Irina inclinó la cabeza.
—Cuando Dios dotó de corazón a las mujeres estropeó deliberadamente una obra perfecta —murmuró—. Nos dio cuanto podía sernos necesario para dominar a los hombres; pero luego nos colocó el corazón, y ese pequeño detalle anuló toda su labor. De dueñas y señoras nos convirtió en esclavas.
—Bonita frase —sonrió El Coyote—. Y acertada, que es lo mejor. La mujer tiene hermosura y todo lo que se precisa para que el hombre más sensato piense, en un momento dado, que ella es lo único importante en la vida. Así cometemos por ustedes locura tras locura; pero un día el corazón las traiciona, les llega la vez de enamorarse y entonces…
—Lo tiramos todo por la borda y vamos rectas a nuestra propia pasión y… perdición.
—Alguna debilidad debían tener —dijo El Coyote—. Es la ley de la Creación. Cada ser viviente, cada animal, cada cosa, tiene su punto débil. Hasta la más fuerte. Aquiles tenía un puntito en su talón; los animales más acorazados tienen algún punto por donde se les puede matar. Más fuerte que el hierro es el acero, y más que el acero lo es el brillante, y al brillante lo destruye el fuego, y al fuego lo apaga el agua.
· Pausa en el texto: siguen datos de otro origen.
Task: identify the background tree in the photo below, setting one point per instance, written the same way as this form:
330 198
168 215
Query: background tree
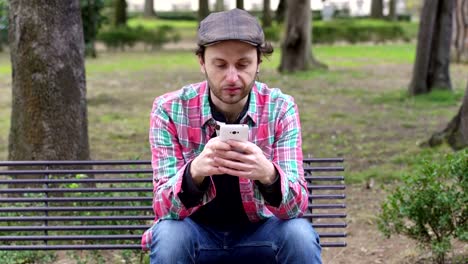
219 5
456 132
92 20
203 9
120 18
460 30
49 116
149 9
240 4
266 18
281 11
377 9
431 66
296 48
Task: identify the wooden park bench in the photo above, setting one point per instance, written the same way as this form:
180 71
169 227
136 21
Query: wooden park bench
106 205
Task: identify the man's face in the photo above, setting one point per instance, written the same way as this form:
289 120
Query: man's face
230 68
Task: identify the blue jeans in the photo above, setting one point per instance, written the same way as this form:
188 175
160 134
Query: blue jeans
272 241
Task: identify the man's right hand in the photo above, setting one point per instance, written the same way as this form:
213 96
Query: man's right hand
204 165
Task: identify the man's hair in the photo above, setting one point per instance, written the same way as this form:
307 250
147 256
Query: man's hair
265 50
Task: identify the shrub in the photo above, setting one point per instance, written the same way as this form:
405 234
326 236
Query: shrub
431 206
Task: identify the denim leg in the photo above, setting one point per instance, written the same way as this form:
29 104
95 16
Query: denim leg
184 241
174 241
292 241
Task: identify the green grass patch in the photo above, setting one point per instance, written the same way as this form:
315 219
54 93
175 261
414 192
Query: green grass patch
437 98
186 29
142 61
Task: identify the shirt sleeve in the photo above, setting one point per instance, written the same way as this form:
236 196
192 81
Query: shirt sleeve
191 194
272 192
288 160
169 167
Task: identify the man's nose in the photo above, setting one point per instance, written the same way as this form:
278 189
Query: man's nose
232 74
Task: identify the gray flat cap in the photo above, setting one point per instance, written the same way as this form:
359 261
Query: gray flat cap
235 24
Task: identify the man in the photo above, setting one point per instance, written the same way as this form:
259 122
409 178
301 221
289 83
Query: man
233 201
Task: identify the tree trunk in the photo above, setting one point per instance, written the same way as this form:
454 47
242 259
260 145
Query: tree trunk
281 11
120 13
240 4
460 31
296 48
456 132
219 5
49 116
203 9
377 9
149 9
266 14
392 10
431 66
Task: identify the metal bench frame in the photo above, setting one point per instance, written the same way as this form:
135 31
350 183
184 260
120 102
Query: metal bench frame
37 215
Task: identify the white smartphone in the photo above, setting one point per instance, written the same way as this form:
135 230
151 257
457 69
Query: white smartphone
234 131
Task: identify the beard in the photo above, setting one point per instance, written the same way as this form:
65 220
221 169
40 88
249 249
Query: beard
230 99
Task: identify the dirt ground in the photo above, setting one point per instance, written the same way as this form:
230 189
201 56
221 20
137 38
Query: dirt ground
365 244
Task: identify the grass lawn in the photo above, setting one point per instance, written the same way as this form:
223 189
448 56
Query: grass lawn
358 109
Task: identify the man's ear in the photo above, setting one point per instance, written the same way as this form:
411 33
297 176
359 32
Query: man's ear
202 64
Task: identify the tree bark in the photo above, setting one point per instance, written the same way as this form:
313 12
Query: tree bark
240 4
296 48
219 5
460 31
377 9
281 11
49 116
149 9
120 13
266 14
392 10
203 9
431 66
456 132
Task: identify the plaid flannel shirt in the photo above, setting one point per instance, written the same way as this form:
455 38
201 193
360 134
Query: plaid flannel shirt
180 126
—¿No me comprende? —preguntó, con temblorosa voz, Irina.
—Tal vez sí; pero he oído cómo hablaba con el señor Borraleda y… y tengo ciertas dudas. No me culpe por ello.
—¿Quiere pruebas?
—Irina: soy una especie de bandido; pero siempre me ha gustado jugar limpio. Nunca dejaré de ser quien soy. No lo olvide.
—¿Ni por un amor verdadero? —preguntó Irina.
—Ni por eso.
—No me doy por vencida. Yo sé que no hay imposibles. No pondré condiciones, jugaré limpio también, y… y si pierdo no me quejaré.
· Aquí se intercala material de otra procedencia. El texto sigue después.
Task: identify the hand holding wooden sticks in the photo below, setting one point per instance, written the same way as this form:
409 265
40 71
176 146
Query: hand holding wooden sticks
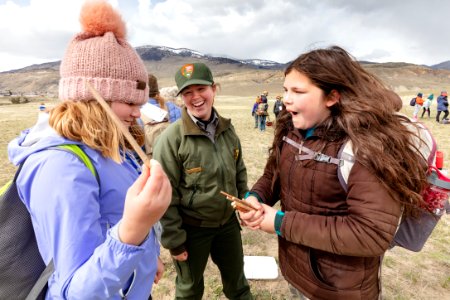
119 124
239 204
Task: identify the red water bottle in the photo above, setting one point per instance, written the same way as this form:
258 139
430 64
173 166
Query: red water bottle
439 160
—¡Bravo, Irina! Así me gusta. A pesar de todo, creo que es usted una buena muchacha.
—O tonta.
—Viene a ser lo mismo.
—Es cierto. Es lo mismo. Hace años conocí a un hombre que tuvo un alto cargo durante la guerra. Me explicó por qué las mujeres eran a la vez las mejores espías y, también, las peores. Las mejores, porque eran capaces de conseguir los informes más importantes. Y las peores, porque… porque casi siempre terminaban enamorándose de un agente de contraespionaje a quien deseaban proteger. Y no hace mucho me hablaron de una de ellas llamada Ginevra…
Irina se interrumpió como si no recordase el nombre de aquella otra mujer. Mientras se esforzaba en recordar, El Coyote terminó:
—Ginevra Saint Clair, ¿verdad?
—Sí. ¿Cómo lo sabe…?
—Fue una espía famosa.
—Que perdió la vida por el amor de un hombre —dijo Irina, clavando la mirada en los ojos del Coyote.
—Por el amor de un hombre que no supo comprender lo que ella era.
—¿Fue usted? —preguntó Irina.
El Coyote se acercó a la mujer y, acariciando con una de sus enguantadas manos la mejilla de la joven, replicó:
—Adiós. Procure ser buena, porque si es mala vendré a darle una zurra.
—Entonces… seré mala.
—¿Para que la zurre?
—Tal vez. Porque para hacer eso tendrá que estar cerca de mí.
—No olvide que juega con fuego y que hay muchos interesados en quemarla. Adiós.
—¿Quiere que le acompañe hasta la puerta? El portero se extrañará si ve salir a un enmascarado en un día en que no se celebra ningún baile de disfraces.
—Muchas gracias; prefiero salir como un fantasma. Sería humillante que la dueña de la casa tuviera que facilitarme la salida.
—¿Adónde va?
—Muy lejos; pero volveré a tiempo y no la perderé nunca de vista.
—¿Aunque esté lejos?
—Sí. Tengo unos sortilegios y gracias a ellos puedo verla en todo momento. Son unos sortilegios muy útiles. Adiós.
Irina vio salir del salón al Coyote, y cuando un momento después le siguió con la esperanza de ver por dónde había ido, ya no halló el menor rastro del enmascarado. Lentamente volvió al salón y sentóse en el mismo sitio que antes ocupara. Entornando los ojos, se entregó a sus pensamientos.